This article is for providers and labs who order or conduct the following tests: blood count, hepatitis panel, prothrombin time (PT), serum iron studies, thyroid testing, and urine culture
We recently announced a new medical policy for specific lab tests that will be effective April 1, 2021 for our commercial (HMO and PPO), Indemnity, and Medicare Advantage members. This policy will help to ensure coverage for necessary lab tests, while adhering to current best practices, and reducing medical spending waste. Below you’ll find more details about Diagnostic Laboratory Services medical policy 139 and what it means for your practice.

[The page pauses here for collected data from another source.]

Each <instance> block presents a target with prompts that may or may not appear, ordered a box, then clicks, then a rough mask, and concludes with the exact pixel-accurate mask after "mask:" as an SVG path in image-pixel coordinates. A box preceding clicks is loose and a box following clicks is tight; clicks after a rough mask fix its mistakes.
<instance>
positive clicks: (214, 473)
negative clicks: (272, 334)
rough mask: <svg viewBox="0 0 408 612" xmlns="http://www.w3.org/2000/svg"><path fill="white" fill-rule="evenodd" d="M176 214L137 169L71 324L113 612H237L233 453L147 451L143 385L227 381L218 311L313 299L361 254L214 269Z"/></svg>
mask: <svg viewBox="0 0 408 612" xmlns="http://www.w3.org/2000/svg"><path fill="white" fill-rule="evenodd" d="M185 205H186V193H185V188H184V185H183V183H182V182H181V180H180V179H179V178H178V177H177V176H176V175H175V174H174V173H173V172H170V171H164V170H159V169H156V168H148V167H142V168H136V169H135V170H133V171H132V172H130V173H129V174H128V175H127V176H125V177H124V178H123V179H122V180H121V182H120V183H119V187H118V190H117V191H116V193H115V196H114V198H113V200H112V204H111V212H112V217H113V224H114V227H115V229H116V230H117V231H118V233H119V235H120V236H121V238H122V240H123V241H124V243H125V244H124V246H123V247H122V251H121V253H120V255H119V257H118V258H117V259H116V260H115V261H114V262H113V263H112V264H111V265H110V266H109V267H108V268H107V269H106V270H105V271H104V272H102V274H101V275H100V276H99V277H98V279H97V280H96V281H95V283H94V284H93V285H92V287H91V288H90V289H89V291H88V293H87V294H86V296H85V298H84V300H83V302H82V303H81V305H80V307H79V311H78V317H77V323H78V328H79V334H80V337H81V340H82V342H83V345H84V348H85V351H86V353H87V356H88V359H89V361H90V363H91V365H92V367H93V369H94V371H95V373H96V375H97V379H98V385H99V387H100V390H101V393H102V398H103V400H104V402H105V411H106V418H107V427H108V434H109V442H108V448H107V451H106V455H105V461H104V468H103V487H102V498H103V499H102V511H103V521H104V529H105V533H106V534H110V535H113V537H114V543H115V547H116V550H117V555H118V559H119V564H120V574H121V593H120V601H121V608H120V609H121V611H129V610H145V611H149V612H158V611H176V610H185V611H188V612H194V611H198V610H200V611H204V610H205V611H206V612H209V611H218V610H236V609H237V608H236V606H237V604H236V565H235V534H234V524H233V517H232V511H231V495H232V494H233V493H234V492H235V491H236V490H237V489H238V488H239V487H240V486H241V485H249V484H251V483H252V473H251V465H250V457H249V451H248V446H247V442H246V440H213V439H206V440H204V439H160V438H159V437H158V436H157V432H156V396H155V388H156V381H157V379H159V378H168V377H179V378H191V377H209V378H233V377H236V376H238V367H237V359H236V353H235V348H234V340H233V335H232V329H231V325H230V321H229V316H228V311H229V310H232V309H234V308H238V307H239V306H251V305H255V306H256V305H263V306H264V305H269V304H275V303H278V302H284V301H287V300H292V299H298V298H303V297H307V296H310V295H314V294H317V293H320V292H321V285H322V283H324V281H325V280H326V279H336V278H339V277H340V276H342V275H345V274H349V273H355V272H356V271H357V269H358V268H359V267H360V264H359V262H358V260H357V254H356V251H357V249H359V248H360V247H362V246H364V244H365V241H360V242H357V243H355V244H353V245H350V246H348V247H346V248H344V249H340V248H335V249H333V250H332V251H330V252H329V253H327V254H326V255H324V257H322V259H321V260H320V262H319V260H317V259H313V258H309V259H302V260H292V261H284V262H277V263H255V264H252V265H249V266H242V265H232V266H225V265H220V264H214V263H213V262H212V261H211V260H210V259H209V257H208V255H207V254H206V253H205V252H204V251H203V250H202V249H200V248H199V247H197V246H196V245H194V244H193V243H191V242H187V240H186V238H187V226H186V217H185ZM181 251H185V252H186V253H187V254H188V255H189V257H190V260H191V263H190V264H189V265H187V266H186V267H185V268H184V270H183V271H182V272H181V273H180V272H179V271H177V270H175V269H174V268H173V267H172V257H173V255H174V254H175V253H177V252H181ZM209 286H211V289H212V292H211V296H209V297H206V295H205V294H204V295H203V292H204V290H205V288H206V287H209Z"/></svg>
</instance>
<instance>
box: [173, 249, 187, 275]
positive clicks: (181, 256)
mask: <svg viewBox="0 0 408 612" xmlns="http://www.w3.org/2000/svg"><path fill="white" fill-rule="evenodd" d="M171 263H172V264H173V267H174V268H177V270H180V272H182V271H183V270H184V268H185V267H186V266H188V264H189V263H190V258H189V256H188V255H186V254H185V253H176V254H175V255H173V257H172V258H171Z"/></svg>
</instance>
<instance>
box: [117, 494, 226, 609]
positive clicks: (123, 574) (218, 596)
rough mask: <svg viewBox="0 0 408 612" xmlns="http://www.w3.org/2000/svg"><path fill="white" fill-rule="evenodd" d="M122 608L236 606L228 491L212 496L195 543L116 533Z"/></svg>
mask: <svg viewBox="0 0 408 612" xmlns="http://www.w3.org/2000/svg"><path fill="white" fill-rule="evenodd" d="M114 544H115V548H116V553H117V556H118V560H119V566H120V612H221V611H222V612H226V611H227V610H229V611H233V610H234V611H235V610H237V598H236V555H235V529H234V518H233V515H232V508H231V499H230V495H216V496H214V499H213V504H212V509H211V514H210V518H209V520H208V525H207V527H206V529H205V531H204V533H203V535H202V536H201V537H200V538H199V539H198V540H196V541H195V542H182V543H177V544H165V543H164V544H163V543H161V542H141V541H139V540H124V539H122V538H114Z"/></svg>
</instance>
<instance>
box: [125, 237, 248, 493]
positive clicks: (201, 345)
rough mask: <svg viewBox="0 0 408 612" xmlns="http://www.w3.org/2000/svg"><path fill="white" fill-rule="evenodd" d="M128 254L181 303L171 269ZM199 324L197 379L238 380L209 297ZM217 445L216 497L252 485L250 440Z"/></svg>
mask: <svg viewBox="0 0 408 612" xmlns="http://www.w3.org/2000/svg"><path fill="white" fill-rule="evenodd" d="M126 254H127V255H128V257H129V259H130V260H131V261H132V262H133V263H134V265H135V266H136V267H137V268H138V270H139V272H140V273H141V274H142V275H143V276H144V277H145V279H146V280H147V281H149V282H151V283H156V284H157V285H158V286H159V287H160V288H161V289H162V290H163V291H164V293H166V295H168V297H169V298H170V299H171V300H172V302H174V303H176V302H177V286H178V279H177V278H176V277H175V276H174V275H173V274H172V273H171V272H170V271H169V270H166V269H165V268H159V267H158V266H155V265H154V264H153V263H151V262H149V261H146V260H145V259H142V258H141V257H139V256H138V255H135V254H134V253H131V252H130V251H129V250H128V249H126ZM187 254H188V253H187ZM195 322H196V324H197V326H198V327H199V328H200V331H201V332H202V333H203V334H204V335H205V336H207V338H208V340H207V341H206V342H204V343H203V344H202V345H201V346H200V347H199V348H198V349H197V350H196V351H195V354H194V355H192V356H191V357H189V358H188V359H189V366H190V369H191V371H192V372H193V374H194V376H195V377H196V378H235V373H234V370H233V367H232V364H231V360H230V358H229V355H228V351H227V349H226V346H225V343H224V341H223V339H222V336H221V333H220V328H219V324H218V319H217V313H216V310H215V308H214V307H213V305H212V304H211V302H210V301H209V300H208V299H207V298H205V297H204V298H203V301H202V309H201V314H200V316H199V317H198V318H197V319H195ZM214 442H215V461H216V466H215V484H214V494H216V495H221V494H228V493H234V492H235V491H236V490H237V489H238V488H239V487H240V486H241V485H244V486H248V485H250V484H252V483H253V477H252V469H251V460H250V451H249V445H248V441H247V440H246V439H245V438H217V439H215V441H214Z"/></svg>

The Centers for Medicare & Medicaid Services (CMS) uses specific diagnoses to determine medical necessity for the following lab tests:
To see the diagnoses codes we’ll cover, please refer to CMS’ Clinical Diagnostic Laboratory Services national coverage determinations. We’ll include these diagnoses in the medical policy that will be posted on April 1.
Your patients may experience unexpected costs. If the claim for the CPT code does not have a covered diagnosis, the claim will deny for not meeting medical policy guidelines. We recommend that labs conducting these tests verify a covered diagnosis before performing the test to avoid rejected claims.
Our claims data suggests that many of these labs are ordered during routine well visits—even though medical literature suggests it’s not clinically indicated. This new medical policy will help to ensure that members are covered for medically necessary tests and helps reduce unnecessary health care spending.
Thank you for helping our members to receive tests that are clinically effective.